You are viewing a plain text version of this content. The canonical link for it is here.
Posted to users@daffodil.apache.org by Roger L Costello <co...@mitre.org> on 2021/07/12 18:05:46 UTC

How to specify data with two fields, no delimiter, variable length?

Hi Folks,

I have a data field composed to two items. 

The values for the first item can be enumerated:

	A
	ABC
	AB
	AC

The values for the second item is any integer 0-999

So, here is a same data field:

	A250

How do I parse that using DFDL? I reckon I'm stuck.

/Roger

Re: How to specify data with two fields, no delimiter, variable length?

Posted by Steve Lawrence <sl...@apache.org>.
In cases like these, you need to use dfdl:lengthKind="pattern" and a
regular expression to define the length of the first item.

There's lots of different regexs depending on what kinds of infosets you
want to allow.

For example, one approach for the first item is a very strict regex that
matches exactly one of the four values, e.g.

  <xs:element name="item" type="xs:string"
    dfdl:lengthKind="pattern" dfdl:lengthPattern="ABC|AB|AC|A" />

With this approach, the item will get a non-zero length if it is one of
those items. Otherwise the item will be the empty string. And if you
don't want empty string to be allowed, you need to add an assert that
the length is greater than zero. Also, note that order in the regex
matters so it matches the longest possibility first.

On the other end of the spectrum, you could instead model the first item
to match as many non-digits as possible:

  <xs:element name="item" type="xs:string"
    dfdl:lengthKind="pattern" dfdl:lengthPattern="[^0-9]*" />

This will match any of the four allowed values, but will also match
anything else up to the first digit. So this could potentially produce
infosets with an item value of XYZ, for example. In some cases, you
might actually want this--we might consider the data to be "well-formed"
but not "valid". So you still get an infoset, it's just not "valid".
Whereas in the first case, you could only get a valid infoset.

You'll probably also need to use regex length for matching the numeric
item if there's no delimiter after the number.

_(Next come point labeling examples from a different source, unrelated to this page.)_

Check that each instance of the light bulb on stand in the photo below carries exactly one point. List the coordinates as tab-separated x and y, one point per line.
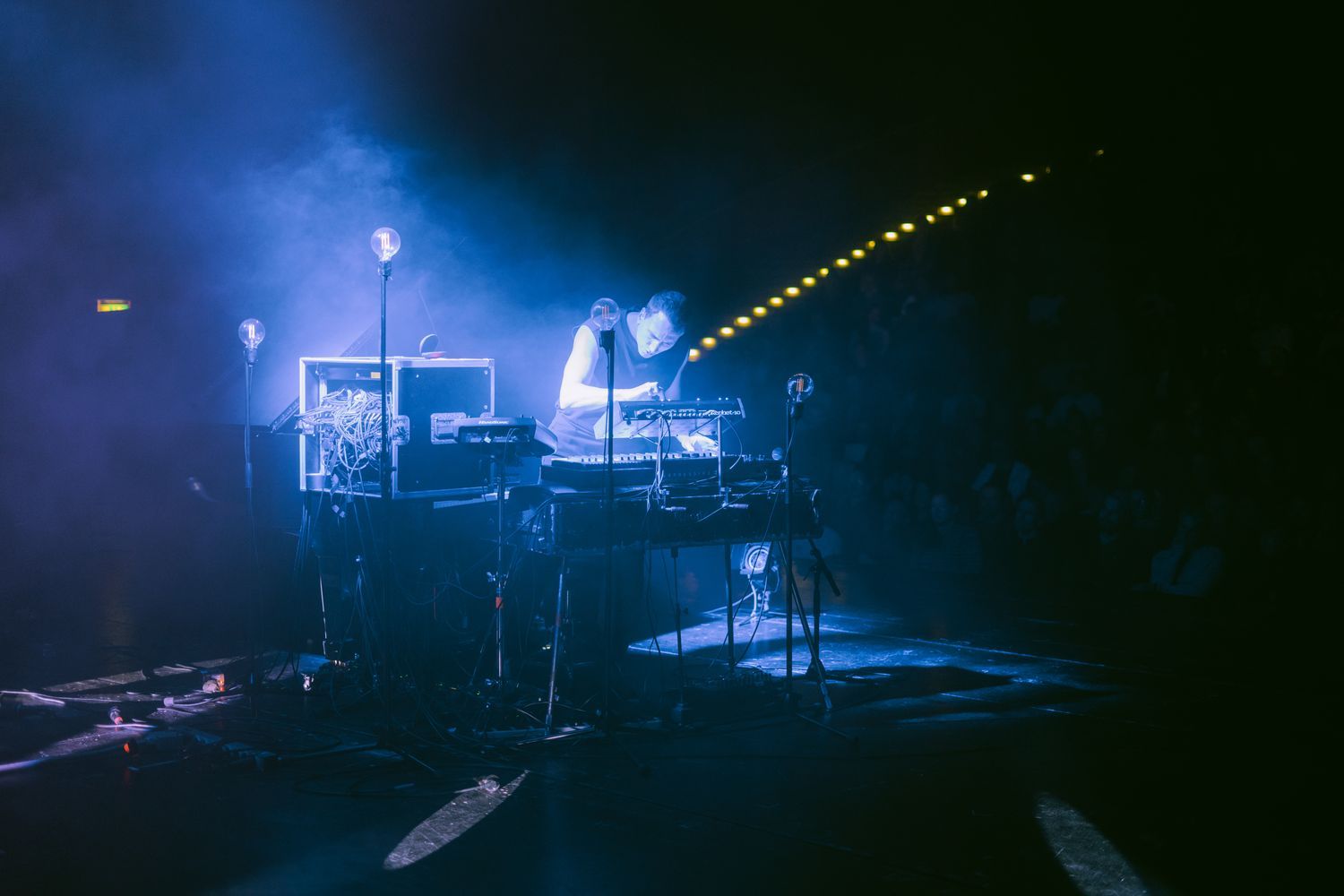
798	389
384	242
252	333
605	314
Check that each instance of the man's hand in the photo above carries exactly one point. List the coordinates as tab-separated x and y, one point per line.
698	444
645	392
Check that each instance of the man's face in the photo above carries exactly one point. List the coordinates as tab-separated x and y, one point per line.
655	333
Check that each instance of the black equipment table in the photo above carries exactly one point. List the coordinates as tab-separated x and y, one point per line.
574	524
588	470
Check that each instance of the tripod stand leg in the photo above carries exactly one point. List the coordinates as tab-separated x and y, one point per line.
814	646
680	661
728	595
556	648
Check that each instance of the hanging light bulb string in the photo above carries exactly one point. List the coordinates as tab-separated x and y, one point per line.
844	261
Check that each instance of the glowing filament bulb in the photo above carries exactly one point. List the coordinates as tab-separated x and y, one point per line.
384	242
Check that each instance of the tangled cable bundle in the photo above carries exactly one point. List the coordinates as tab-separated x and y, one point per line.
349	425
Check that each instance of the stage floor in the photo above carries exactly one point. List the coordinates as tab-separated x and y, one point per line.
1004	758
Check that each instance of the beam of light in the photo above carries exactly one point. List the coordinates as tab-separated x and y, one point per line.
1091	863
451	823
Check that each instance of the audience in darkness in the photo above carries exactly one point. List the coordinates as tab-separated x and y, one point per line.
1038	438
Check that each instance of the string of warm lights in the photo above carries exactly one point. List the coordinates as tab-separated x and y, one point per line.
795	290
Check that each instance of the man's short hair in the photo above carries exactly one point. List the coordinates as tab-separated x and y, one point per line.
669	303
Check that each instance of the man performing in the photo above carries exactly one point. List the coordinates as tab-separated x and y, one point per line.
648	367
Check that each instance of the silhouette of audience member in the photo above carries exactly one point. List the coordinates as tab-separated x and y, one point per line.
1191	565
951	546
1004	471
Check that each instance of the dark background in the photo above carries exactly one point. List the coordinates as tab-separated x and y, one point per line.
220	161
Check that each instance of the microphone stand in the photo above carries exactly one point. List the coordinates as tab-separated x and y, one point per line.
384	487
793	410
607	339
250	362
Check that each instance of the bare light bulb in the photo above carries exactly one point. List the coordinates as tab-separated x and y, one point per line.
384	242
250	333
605	314
798	387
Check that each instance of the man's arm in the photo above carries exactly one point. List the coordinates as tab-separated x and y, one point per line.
575	395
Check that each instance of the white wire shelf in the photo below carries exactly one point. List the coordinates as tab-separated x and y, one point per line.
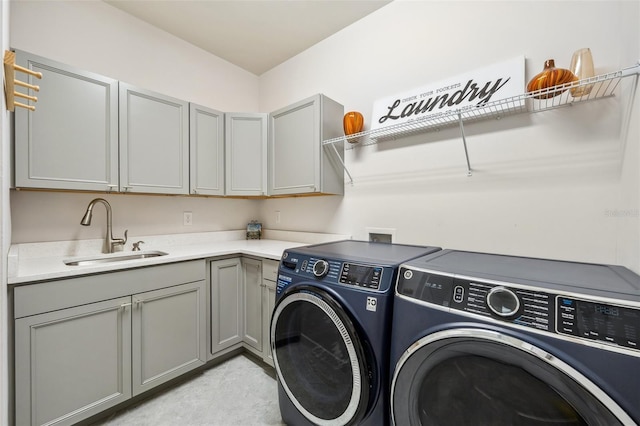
602	86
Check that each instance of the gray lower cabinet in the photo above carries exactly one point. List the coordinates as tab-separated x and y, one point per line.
71	140
154	142
298	162
169	334
206	146
269	277
252	283
246	154
72	363
85	344
226	311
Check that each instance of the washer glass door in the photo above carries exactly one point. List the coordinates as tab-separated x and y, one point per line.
478	377
319	358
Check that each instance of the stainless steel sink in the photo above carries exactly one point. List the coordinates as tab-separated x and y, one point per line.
113	257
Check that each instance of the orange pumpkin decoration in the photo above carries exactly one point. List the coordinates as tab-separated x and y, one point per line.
353	122
550	77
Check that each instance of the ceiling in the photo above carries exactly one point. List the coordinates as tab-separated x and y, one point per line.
255	35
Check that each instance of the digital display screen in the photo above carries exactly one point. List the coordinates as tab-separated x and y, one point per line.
361	275
619	325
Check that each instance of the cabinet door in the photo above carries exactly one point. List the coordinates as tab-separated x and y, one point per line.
252	336
154	142
226	304
246	154
169	334
268	304
294	148
298	162
206	145
72	363
71	140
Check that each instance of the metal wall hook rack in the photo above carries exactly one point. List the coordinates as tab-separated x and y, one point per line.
10	82
589	89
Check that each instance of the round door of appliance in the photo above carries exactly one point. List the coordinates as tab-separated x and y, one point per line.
319	357
483	377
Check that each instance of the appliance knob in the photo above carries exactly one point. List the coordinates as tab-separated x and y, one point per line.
503	302
321	268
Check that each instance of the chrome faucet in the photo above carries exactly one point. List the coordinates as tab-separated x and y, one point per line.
112	243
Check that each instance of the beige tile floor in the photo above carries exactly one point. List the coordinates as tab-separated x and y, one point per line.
238	391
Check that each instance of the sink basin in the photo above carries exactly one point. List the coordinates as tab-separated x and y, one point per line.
113	257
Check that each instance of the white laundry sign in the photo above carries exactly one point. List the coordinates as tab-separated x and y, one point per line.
464	92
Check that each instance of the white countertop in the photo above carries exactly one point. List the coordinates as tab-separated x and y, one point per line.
45	261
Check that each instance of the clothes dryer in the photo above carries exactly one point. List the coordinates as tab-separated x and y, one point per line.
482	339
330	331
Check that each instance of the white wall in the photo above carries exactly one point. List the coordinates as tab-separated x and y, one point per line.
94	36
543	184
5	225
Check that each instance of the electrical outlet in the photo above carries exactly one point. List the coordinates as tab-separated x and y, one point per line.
188	218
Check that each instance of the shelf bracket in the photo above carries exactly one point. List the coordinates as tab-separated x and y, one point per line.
342	162
464	143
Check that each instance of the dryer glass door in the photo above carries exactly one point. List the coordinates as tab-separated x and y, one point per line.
319	359
471	377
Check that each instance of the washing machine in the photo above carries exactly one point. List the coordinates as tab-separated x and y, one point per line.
330	331
484	339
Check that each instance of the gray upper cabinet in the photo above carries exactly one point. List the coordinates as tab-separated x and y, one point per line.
298	162
206	141
246	154
154	142
71	140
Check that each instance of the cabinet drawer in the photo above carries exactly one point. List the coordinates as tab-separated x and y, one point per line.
270	270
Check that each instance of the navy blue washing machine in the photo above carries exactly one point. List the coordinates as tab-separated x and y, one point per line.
331	328
482	339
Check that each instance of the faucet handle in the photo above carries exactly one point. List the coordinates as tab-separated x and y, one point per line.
119	241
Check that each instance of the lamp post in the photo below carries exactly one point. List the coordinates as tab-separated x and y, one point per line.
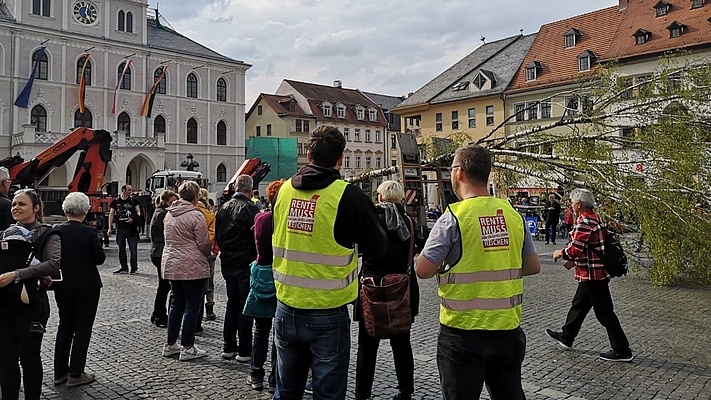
190	164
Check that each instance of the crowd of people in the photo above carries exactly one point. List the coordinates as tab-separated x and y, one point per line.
290	267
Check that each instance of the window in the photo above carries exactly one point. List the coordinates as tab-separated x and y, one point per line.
38	118
546	108
43	67
41	7
221	90
192	131
123	124
519	111
87	71
221	133
191	85
221	173
121	21
85	119
129	22
126	81
158	125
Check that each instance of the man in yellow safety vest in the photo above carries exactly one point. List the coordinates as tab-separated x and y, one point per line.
318	219
479	249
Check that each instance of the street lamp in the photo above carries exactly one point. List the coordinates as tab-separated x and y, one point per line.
190	164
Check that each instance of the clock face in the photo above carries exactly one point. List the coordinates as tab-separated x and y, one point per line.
85	12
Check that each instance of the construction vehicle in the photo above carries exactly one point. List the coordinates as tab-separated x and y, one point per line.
94	147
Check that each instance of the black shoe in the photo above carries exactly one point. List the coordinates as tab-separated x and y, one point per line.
614	355
558	337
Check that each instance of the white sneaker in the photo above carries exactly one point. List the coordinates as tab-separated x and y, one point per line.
171	349
191	353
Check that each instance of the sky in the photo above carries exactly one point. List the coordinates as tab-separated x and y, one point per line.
390	47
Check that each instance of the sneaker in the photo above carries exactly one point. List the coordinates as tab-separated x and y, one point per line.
558	337
171	349
191	353
256	382
614	355
82	379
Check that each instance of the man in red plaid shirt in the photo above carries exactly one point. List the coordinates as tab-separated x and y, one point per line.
584	252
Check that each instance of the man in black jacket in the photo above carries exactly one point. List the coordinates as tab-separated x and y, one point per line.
234	235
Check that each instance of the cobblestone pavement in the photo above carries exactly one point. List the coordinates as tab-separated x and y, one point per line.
668	330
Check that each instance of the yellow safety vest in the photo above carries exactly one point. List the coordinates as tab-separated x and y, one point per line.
484	289
311	270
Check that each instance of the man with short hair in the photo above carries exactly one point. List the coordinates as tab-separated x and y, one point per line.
129	217
318	220
584	252
234	235
5	203
479	249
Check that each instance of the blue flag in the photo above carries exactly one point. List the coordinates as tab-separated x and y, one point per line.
24	98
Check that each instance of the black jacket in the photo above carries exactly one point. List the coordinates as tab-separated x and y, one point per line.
233	232
81	253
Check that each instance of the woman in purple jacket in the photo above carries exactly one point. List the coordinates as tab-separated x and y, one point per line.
185	265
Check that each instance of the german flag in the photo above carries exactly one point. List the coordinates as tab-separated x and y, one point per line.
151	95
82	83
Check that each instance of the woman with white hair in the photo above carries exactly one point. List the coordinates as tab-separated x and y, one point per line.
396	260
78	294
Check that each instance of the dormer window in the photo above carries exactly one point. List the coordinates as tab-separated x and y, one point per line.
662	8
641	36
532	70
676	29
571	38
586	60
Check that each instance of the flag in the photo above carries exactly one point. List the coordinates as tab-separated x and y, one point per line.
151	95
24	97
118	85
82	83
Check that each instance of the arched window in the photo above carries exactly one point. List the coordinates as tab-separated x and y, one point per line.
221	134
191	83
85	120
192	131
161	88
43	70
158	125
221	173
121	25
221	90
38	118
126	82
87	71
123	123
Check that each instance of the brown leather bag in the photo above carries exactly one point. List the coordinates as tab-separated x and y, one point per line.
386	304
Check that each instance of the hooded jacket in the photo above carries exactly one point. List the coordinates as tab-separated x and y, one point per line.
187	243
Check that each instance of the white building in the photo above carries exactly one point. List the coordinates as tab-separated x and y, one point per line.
199	108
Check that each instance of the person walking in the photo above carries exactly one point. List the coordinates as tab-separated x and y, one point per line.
484	249
233	230
125	209
21	343
159	317
184	263
584	253
318	220
396	260
77	296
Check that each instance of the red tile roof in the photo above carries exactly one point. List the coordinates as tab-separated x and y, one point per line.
641	14
560	64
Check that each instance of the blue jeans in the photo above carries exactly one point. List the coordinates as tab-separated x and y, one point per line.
184	309
123	235
319	339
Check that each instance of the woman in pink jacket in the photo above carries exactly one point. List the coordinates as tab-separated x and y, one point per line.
185	265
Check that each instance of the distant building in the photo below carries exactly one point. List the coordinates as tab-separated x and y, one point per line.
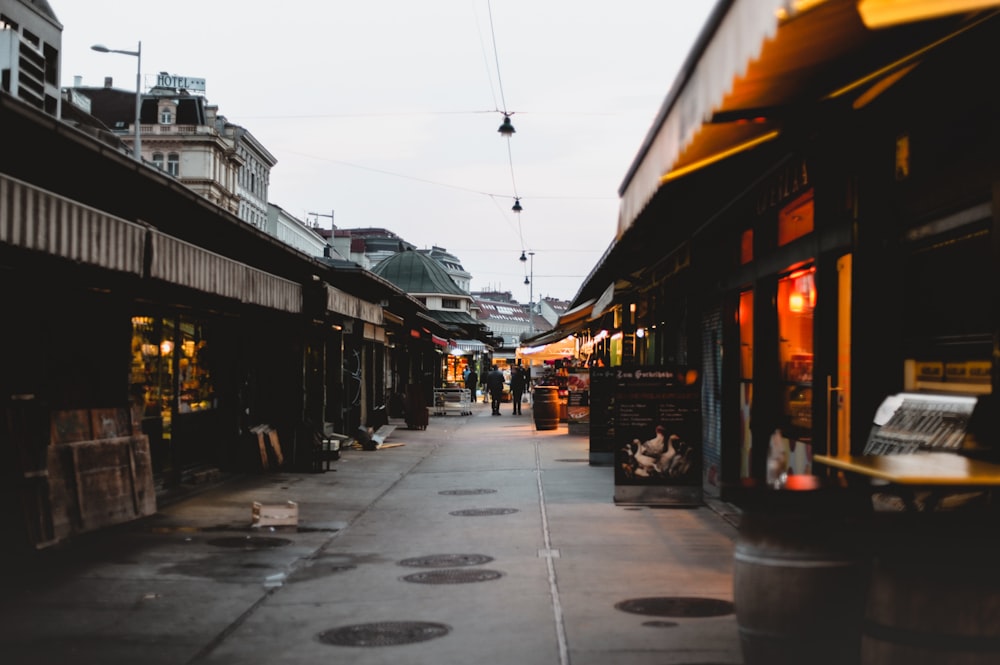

So putting it together, and using the second approach for both items,
you might do something like this:

  <xs:sequence>
    <xs:element name="item1 type="xs:string"
      dfdl:lengthKind="pattern" dfdl:lengthPattern="[^0-9]*" />
    <xs:element name="item2" type="xs:int"
      dfdl:lengthKind="pattern" dfdl:lengthPattern="[0-9]*" />
  </xs:sequence>

So the first item is string parsing as many non-digits as possible, and
the second is an int parsing as many digits as possible. Note that this
approach probably should have limits on the regex length in case the
data is bad/malformed. For example, if the data didn't contain numbers
then item1 would just consume the entire data. So instead of *, you
might instead want to use something like "{0,10}" for both regexes.

- Steve

On 7/12/21 2:05 PM, Roger L Costello wrote:
> Hi Folks,
> 
> I have a data field composed to two items. 
> 
> The values for the first item can be enumerated:
> 
> 	A
> 	ABC
> 	AB
> 	AC
> 
> The values for the second item is any integer 0-999
> 
> So, here is a same data field:
> 
> 	A250
> 
> How do I parse that using DFDL? I reckon I'm stuck.
> 
> /Roger
>